Rules that carriers must retain data called incompatible with EU law
The European Union’s top legal advisor ruled on Thursday that laws requiring communications providers to retain all data, even to combat crime, are incompatible with fundamental rights.
Advocate General Pedro Cruz Villalón of the European Court of Justice (ECJ) said in a published opinion that the E.U.’s Data Retention Directive is in conflict with the Charter of Fundamental Rights of the European Union and the right to privacy.
The Directive requires providers of telephone and Internet communication services to “retain traffic and location data for a period laid down by law, in order to prevent, detect, investigate and prosecute crime and to safeguard the security of the state.”
The ruling came following a request from the High Court of Ireland and the Constitutional Court of Austria. Civil liberties group Digital Rights Ireland filed a case against the Irish authorities, including the police, saying they have “unlawfully processed, retained and exercised control over data related to its communications.” A private individual has brought a similar case in Austria.
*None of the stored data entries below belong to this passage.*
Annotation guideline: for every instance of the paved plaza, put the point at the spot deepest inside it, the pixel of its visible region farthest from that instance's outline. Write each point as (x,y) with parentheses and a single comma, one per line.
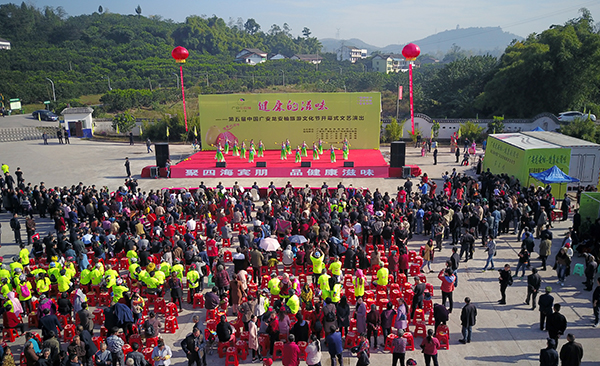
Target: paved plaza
(504,334)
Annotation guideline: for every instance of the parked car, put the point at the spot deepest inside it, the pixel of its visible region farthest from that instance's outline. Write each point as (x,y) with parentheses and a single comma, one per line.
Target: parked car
(44,115)
(573,115)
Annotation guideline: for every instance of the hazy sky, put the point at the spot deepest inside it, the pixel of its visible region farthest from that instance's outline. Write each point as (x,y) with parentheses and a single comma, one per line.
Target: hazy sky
(378,22)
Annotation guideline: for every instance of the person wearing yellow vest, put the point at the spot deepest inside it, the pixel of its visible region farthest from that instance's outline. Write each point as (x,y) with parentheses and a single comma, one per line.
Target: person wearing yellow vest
(118,290)
(25,293)
(293,304)
(42,284)
(317,260)
(359,283)
(97,275)
(24,255)
(336,293)
(324,284)
(64,281)
(85,277)
(193,278)
(382,276)
(336,268)
(273,285)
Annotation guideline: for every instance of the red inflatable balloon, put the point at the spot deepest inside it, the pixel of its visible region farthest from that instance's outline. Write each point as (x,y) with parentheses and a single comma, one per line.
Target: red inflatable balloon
(180,54)
(411,51)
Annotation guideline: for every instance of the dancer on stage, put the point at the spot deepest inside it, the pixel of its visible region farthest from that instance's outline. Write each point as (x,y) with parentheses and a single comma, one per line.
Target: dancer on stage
(243,150)
(283,151)
(288,147)
(220,158)
(235,149)
(226,149)
(261,149)
(251,153)
(304,148)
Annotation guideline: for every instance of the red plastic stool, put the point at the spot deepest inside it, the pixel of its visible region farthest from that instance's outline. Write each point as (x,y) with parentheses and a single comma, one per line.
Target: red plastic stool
(198,301)
(410,341)
(444,340)
(420,330)
(98,316)
(222,349)
(241,350)
(231,357)
(278,351)
(171,324)
(419,316)
(9,335)
(69,333)
(389,342)
(302,346)
(147,352)
(171,310)
(151,342)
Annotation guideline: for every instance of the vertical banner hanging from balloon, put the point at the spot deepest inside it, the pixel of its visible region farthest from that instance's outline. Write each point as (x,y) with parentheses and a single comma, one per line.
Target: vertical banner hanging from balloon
(180,54)
(411,51)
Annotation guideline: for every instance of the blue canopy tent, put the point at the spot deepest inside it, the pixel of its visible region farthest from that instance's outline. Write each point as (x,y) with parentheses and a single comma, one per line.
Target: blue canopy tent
(554,175)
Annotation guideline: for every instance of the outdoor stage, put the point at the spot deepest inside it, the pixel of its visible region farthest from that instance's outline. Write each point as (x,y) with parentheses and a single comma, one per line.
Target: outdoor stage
(368,163)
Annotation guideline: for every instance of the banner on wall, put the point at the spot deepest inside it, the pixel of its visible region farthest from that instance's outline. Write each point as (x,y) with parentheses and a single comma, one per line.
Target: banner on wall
(299,117)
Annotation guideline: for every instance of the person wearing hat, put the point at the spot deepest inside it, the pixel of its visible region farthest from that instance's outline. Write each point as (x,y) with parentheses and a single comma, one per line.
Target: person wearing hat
(548,355)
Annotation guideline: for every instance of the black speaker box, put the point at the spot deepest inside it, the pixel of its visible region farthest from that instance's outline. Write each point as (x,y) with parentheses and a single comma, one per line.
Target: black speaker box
(161,150)
(397,154)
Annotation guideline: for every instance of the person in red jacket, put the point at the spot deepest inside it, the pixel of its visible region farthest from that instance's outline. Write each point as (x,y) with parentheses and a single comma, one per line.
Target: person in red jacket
(291,352)
(447,278)
(11,321)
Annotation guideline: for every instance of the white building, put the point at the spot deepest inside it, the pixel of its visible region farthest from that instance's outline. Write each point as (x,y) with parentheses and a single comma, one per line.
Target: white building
(78,121)
(4,44)
(351,53)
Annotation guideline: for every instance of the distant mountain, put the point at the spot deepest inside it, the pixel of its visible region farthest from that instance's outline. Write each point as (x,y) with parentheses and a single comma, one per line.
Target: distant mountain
(474,40)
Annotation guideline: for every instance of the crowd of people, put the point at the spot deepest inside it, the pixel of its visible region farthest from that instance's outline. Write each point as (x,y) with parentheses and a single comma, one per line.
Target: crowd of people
(342,274)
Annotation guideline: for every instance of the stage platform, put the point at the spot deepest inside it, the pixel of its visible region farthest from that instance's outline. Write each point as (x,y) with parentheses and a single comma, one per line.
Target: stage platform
(367,164)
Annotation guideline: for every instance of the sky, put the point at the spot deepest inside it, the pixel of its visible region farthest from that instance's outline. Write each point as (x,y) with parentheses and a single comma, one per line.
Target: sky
(377,22)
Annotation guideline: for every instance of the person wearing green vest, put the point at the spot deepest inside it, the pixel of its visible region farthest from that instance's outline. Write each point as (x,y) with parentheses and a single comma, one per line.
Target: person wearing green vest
(24,255)
(97,275)
(317,260)
(293,304)
(64,282)
(5,273)
(86,276)
(42,284)
(382,276)
(118,290)
(336,268)
(359,283)
(324,284)
(273,284)
(193,278)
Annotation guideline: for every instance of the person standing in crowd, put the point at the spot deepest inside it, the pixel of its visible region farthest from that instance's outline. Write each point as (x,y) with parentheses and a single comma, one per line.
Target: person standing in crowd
(571,352)
(468,318)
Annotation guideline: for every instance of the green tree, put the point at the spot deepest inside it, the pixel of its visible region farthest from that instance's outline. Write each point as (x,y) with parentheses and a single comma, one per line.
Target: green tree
(123,122)
(471,131)
(496,126)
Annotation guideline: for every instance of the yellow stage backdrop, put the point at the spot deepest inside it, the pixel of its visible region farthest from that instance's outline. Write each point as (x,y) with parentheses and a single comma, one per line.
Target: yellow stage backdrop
(299,117)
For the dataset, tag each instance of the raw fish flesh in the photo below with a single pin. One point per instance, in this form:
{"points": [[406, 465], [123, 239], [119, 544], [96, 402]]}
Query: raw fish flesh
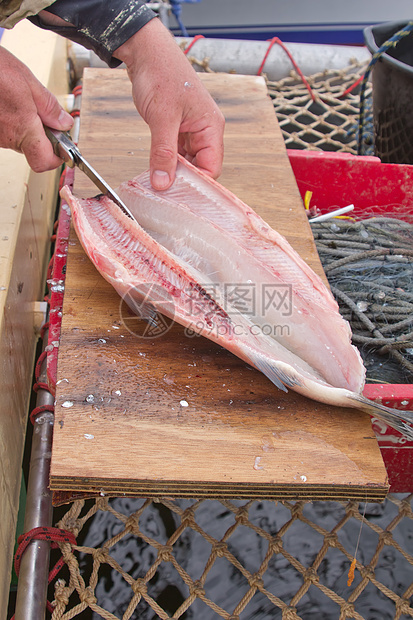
{"points": [[196, 247]]}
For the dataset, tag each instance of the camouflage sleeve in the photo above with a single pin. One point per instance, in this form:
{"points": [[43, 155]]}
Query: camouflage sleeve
{"points": [[99, 25]]}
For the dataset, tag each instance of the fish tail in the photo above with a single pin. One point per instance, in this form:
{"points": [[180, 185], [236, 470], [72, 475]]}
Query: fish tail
{"points": [[275, 373], [401, 421]]}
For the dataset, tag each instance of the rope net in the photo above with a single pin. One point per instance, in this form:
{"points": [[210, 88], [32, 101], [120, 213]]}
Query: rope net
{"points": [[327, 118], [235, 560], [238, 560]]}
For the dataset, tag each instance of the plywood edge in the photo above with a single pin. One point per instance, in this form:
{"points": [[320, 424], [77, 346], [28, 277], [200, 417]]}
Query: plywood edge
{"points": [[27, 206], [172, 488]]}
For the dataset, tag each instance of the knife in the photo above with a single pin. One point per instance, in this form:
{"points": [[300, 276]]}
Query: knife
{"points": [[68, 151]]}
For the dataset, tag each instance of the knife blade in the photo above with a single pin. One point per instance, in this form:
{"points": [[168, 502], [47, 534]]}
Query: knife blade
{"points": [[67, 150]]}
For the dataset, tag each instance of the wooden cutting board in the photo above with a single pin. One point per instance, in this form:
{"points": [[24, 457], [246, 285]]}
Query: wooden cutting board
{"points": [[176, 414]]}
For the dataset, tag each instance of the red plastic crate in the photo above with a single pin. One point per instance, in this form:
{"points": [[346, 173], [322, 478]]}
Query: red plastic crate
{"points": [[337, 180]]}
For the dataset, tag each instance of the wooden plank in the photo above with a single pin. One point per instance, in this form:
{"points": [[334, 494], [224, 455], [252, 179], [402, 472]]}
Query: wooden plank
{"points": [[178, 415], [27, 205]]}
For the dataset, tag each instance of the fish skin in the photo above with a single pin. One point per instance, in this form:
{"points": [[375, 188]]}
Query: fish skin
{"points": [[197, 226]]}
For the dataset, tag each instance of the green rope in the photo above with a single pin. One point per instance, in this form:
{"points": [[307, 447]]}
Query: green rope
{"points": [[392, 42]]}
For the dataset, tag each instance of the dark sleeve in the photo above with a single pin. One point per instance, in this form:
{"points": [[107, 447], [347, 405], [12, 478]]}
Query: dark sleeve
{"points": [[99, 25]]}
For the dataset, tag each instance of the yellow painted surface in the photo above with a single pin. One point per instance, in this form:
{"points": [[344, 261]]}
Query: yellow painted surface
{"points": [[27, 205]]}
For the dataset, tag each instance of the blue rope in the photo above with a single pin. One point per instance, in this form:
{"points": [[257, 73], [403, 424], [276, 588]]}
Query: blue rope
{"points": [[392, 42]]}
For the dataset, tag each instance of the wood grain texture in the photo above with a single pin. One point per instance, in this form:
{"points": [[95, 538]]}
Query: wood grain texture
{"points": [[178, 415]]}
While Cruz Villalón’s opinion is not legally binding, it is likely to be followed by the courts. The opinion did leave the door open for mass storage of data under stricter conditions. He said that the Data Retention Directive, which dates from 2006, needed to be reformed rather than suspended.
In particular he wants a clearer definition of the “serious crime” that the Directive is intended to target. He also questioned why the upper limit for retention of private data is two years rather than one.
The ECJ will now proceed to a formal, legal ruling on the case, but in practice the court tends to follow the advice of the Advocate General.